Dal capannello schiuma la rabbia popolare. Hai voglia a parlare di “deriva securitaria”, perché la sicurezza alla povera gente bisogna pur darla. E qui c’è una Milano che non riconosce più se stessa. Ma che l’osservatore attento conosce benissimo. E’ la Milano che va avanti così dagli anni ottanta. Renitente a darsi da fare quando “piccoli disastri crescono”, calamitata com’è dall’amor di quiete. Ma che poi quando i disastri crescono e le situazioni marciscono è costretta a intervenire in affanno, con spese cento volte superiori a quelle necessarie a intervenire quando il mostro è ancora in erba. Come con il boschetto di Rogoredo, appunto. O come, un tempo, con piazza Prealpi consegnata alla ‘ndrangheta o la via Montello abbandonata agli assassini di Lea Garofalo.

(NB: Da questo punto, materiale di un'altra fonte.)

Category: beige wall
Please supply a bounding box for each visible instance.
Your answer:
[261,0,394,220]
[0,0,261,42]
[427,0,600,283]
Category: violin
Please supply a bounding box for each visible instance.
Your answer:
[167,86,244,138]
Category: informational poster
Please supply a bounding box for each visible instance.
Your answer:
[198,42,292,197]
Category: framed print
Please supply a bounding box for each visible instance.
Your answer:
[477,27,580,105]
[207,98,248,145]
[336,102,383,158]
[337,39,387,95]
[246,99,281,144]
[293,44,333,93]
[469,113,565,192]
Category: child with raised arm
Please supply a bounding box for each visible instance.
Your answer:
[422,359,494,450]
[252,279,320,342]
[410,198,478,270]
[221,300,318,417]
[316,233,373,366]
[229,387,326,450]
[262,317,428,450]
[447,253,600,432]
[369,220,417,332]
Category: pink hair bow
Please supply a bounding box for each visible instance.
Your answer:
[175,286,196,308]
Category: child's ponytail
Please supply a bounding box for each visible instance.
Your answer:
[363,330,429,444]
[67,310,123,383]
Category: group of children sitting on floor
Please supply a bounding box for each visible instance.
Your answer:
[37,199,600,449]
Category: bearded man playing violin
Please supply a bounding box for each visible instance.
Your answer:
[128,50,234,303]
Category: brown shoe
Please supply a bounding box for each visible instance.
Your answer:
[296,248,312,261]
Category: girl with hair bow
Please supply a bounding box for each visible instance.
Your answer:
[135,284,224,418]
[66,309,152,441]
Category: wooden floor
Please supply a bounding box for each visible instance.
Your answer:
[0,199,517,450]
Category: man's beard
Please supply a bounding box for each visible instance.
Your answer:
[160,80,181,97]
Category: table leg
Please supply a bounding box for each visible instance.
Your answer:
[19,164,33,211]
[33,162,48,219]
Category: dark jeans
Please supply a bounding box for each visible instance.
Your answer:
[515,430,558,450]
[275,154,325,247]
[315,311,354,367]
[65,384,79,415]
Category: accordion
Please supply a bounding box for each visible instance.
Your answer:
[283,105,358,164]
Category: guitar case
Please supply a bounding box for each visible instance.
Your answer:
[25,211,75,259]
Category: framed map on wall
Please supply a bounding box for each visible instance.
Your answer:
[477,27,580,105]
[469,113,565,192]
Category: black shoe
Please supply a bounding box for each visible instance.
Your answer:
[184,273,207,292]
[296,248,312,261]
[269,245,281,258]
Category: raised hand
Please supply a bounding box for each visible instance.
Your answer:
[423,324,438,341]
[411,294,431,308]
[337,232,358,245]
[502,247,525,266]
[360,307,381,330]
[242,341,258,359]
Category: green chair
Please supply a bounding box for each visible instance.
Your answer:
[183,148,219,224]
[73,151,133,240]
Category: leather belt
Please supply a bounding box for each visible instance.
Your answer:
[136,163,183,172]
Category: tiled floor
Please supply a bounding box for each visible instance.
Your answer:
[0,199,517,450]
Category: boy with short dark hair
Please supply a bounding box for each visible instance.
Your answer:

E’ la maledizione di questa metropoli. Reparti speciali, grandi operazioni, indagini dai nomi suggestivi. E al tempo stesso banditi di mezza tacca che tengono in ostaggio famiglie e singoli inermi in intere zone cittadine.
Solo che questa rubrica è stata pensata per raccontare il bene che viene fatto, il più delle volte da persone sconosciute. E allora non faremo eccezione. Perché anzi il bene fatto in queste condizioni da tregenda ha un valore ancora più grande. Sono due le stanze a pianterreno in cui, qui in via Molise, alcune persone riunite in comitato (Comitato inquilini case popolari Calvairate-Molise-Ponti) conducono ogni giorno senza nulla chiedere il loro progetto di solidarietà. Un piccolo market per dare viveri di prima necessità alle famiglie disagiate della zona, mentre in altre stanze si insegna la lingua agli immigrati. Hanno nomi diversi, anche se di età più o meno matura: Grazia, Franca, Rossana, Angelo, Massimo, e il più giovane Valerio. Si danno i turni in un’organizzazione che la gratuità dei gesti non rende meno complessa. Orari, prestazioni, norme, mediazioni. Gli utenti hanno diritto a 70 prodotti al mese, di cui vengono registrate le quantità, per evitare abusi e sprechi, visto che tutto il progetto è programmaticamente anti-spreco. Se li scelgono loro dagli scaffali, in base alle loro esigenze, ma non alla rinfusa, perché a nessuno venga in mente di rivendere quel che si riceve. “Né abusi, né elemosina, è la nostra formula”, spiega Grazia. I viveri sono a breve scadenza e vengono dal Banco Alimentare, una scuola dell’obbligo, una rosticceria siciliana, due parrocchie, la Caritas. Un progetto complessivo aiutato da Fondazione Cariplo e Mani Tese.
Che in questo clima di impunità e paura resti qualcuno disposto a fare del bene al prossimo è quasi miracoloso. Perché però la sfida dei violenti venga raccolta da un manipolo di persone generose e non dalle istituzioni, ecco, questo è un piccolo grande mistero.